At last the Meteo has changed its mind about the forecast and given us five days of dry to come. Why we should believe this any more than the previous expectations of doom which they've discarded I'm not sure. They could easily have changed their opinion again by tomorrow, but regardless, hay must be made and the current conditions, dry, breezy and not overly warm are just about as good as one can get, excluding the dead dry temperatures of a summer heatwave.
I had some good fortune yesterday, from the serendipity of bounteous nature and the rather untidy and slapdash gardener that I am. As I was weeding between the shallots I found a tiny shoot of oca, obviously a volunteer from the row that was in that position last year, which had survived the winter wet, the cultivation with a rotavator and managed to avoid my hoe on the couple of times I'd waved it around the general area in the last month. I decided to leave it where it was as the shallots don't root deeply and will be dried and out of the way in a couple of months leaving plenty of room for the oca to mature and hopefully produce tubers by the autumn.
Heartened by that I searched along the rows and found another tiny shoot. That pleased me so much that I went and searched through the long grass and weeds where the oca had grown two years ago and to my exceedingly great joy found a number of shoots. These had to be moved, the grass and weeds were swamping them and the patch, which has got completely out of control, is destined for severe treatment and a covering of plastic to kill the existing growth before it is put back into cultivation.

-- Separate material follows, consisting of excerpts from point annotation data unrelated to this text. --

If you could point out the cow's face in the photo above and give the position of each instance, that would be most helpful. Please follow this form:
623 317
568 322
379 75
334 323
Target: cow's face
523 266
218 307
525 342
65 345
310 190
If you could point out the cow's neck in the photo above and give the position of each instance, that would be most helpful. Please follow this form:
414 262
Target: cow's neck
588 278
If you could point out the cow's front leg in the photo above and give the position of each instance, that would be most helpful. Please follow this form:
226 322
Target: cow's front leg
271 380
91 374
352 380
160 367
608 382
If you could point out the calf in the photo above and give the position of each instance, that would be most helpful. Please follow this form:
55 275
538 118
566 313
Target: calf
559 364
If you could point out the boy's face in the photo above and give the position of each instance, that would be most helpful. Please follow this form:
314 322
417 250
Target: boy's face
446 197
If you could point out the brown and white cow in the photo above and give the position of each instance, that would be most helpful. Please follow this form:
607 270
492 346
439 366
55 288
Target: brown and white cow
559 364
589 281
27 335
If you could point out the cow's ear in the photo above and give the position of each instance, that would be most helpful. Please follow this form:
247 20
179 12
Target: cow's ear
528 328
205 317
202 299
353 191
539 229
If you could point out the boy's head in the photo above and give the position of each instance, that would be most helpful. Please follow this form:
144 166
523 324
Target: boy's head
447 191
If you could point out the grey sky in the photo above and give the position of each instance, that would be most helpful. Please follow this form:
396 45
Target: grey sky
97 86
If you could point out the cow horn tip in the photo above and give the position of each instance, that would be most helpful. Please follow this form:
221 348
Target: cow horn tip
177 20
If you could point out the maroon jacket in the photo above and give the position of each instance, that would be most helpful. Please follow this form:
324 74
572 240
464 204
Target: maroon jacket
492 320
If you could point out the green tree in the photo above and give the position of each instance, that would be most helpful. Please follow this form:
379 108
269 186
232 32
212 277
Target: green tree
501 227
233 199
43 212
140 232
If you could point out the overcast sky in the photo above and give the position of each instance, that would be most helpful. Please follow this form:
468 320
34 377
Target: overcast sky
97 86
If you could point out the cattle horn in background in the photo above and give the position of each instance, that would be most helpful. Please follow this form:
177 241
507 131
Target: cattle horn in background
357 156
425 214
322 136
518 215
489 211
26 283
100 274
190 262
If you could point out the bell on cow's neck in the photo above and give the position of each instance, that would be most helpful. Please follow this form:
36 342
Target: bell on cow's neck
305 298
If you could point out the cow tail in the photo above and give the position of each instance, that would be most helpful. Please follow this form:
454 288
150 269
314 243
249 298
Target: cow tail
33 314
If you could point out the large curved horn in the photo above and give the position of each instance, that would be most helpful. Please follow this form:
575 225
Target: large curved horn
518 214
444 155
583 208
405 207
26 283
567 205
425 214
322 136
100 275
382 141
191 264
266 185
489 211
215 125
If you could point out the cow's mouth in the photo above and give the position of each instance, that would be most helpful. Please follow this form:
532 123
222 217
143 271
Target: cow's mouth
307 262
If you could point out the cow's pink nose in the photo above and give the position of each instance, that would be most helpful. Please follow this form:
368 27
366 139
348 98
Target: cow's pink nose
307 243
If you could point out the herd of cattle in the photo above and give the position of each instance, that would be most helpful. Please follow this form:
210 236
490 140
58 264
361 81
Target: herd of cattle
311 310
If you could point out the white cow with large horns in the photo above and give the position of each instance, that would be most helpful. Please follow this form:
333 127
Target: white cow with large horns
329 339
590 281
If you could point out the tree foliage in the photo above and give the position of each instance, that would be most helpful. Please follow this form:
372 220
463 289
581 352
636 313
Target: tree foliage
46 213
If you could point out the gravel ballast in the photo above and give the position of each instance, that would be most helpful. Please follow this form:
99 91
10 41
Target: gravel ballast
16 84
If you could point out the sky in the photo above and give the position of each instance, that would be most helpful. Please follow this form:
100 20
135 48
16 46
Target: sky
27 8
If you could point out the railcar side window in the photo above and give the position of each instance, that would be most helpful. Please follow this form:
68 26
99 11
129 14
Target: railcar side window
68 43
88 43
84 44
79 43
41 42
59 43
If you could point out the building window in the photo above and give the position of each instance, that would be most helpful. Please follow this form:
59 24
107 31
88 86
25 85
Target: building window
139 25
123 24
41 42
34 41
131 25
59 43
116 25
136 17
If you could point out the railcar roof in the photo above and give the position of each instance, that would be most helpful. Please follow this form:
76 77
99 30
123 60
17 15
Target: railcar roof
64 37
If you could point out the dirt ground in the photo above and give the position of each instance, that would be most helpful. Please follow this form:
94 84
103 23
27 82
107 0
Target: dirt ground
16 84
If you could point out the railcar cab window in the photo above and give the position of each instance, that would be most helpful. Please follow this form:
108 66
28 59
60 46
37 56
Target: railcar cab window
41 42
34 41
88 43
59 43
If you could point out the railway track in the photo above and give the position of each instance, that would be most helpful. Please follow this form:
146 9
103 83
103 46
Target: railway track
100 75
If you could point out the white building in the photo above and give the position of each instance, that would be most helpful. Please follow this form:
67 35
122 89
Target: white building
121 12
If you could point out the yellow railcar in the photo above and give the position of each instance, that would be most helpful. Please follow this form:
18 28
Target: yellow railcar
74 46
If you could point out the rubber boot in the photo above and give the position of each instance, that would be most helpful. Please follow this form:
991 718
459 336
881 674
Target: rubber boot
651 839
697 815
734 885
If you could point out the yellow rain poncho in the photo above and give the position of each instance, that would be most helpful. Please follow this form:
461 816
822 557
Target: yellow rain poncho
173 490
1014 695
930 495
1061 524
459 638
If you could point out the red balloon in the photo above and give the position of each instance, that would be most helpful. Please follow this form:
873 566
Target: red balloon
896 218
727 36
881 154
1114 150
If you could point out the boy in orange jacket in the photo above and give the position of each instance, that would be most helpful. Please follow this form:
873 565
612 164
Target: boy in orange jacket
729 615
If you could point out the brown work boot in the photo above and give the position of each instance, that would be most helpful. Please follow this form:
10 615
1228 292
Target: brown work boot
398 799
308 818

I carefully dug down and managed to extract two plants, stem and tubers, several tubers which I hope will now sprout again and some shoots, mostly with roots that should be able to support themselves. In all, enough for six more plants. All of these tubers appear to be of the crimson sort, the sort I had decided was less hardy than the pink. They seem to be robust enough! I'm hoping the two plants on the onion patch will be the pink sort but whatever, I am so pleased!
The flower on a Shetland Black potato, really pretty and a rather attractive subtle perfume.